Pues, a decir verdad, no se puede decir nunca que
intervengamos en el campo de ninguna virtud. Abrimos
vías y caminos, y allí esperamos
que llegue a florecer lo que se llama virtud.
Asimismo, hemos forjado desde
hace un tiempo un tercer ideal, que no estoy muy
seguro de que pertenezca a la dimensión
original de la experiencia analítica -el
ideal de no-dependencia o, más exactamente,
una suerte de profilaxis de la dependencia.
¿No hay aquí también
un límite, una frontera muy sutil, que separa
lo que le designamos al sujeto adulto como deseable
en este registro y los modos bajo los que nos permitimos
intervenir para que lo alcance?
Basta para ello recordar las
reservas verdaderamente fundamentales, constitutivas,
de la posición freudiana, en todo lo concerniente
a la educación. Sin duda, nos vemos llevados
a cada instante, y especialmente los psicoanalistas
de niños, a avanzar en este dominio, a operar
en la dimensión de lo que llamé en
otro lado, en un sentido etimológico, una
ortopedia. Pero es de todos modos llamativo que,
tanto por los medios que empleamos, como por los
mecanismos teóricos que colocamos en un
primer plano, la ética del análisis
-pues hay una- entrañe el borramiento, el
oscurecimiento, el retroceso, incluso la ausencia
de una dimensión cuyo término basta
decir para percatarse de lo que nos separa de toda
la articulación ética que nos precede
-el hábito, el buen hábito.
Esto es algo a lo que nos referimos
mucho menos en la medida en que la articulación
del análisis se inscribe en términos
harto diferentes de los traumas y su persistencia.
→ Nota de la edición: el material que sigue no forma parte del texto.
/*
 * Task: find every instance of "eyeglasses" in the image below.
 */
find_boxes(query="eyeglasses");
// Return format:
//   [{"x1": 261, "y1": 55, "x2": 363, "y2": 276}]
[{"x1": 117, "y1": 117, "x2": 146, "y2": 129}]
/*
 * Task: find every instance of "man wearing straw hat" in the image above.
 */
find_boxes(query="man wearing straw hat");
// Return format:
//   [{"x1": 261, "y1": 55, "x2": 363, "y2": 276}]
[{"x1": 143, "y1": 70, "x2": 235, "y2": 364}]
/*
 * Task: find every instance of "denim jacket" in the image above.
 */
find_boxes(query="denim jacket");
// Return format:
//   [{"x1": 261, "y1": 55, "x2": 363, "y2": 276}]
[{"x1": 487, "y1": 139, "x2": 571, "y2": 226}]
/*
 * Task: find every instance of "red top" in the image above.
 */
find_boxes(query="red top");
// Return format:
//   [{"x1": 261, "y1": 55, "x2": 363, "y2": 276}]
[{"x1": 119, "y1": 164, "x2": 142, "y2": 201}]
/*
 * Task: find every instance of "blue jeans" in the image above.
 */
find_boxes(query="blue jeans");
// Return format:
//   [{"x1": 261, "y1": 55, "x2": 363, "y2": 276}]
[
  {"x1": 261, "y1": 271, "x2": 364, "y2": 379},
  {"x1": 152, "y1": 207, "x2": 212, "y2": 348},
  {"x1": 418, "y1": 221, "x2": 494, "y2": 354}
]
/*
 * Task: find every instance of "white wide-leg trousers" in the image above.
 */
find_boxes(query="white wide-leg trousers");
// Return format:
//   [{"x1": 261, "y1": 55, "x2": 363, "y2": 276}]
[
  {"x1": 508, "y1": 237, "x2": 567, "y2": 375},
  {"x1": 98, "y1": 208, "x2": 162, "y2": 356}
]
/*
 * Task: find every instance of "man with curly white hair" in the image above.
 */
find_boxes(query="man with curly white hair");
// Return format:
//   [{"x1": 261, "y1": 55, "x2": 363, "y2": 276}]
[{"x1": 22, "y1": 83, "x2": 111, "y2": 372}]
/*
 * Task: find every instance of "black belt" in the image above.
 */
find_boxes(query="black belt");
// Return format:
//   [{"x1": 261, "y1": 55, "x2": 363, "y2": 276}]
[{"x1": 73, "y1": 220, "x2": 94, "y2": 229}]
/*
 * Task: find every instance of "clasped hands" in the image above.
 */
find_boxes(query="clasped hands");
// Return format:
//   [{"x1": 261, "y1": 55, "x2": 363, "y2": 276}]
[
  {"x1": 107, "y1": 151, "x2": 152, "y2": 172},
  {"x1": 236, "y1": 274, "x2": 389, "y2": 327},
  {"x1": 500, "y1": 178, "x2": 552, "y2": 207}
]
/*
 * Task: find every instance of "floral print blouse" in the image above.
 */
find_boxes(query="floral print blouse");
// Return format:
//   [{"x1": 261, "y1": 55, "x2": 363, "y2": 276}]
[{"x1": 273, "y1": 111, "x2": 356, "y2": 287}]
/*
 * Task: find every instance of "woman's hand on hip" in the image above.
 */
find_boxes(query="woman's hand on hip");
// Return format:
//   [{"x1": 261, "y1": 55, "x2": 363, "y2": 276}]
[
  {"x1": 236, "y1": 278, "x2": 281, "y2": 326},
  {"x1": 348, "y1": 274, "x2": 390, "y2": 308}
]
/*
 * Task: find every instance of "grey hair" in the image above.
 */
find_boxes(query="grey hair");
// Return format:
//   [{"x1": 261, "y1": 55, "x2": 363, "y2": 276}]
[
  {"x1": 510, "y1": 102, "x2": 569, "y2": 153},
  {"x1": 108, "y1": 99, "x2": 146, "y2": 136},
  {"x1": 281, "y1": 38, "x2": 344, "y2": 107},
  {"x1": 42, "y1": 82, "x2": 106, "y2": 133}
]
Sin duda, hemos aprendido a atomizar ese trauma,
esa impresión, esa marca, pero la esencia
misma del inconsciente se inscribe en otro registro
que aquel en el que, en la Ética, Aristóteles
mismo acentúa con un juego de palabras, éthos/êthos.
Hay matices extremadamente sutiles
que pueden centrarse en el término de carácter.
La ética en Aristóteles es una ciencia
del carácter.
Formación del carácter,
dinámica de los hábitos, más
aún, acción dirigida a los hábitos,
al adiestramiento, a la educación. Deben
recorrer esa obra tan ejemplar, aunque más
no sea para medir la diferencia de los modos de
pensamiento que son los nuestros con los de una
de las formas más eminentes de la reflexión ética.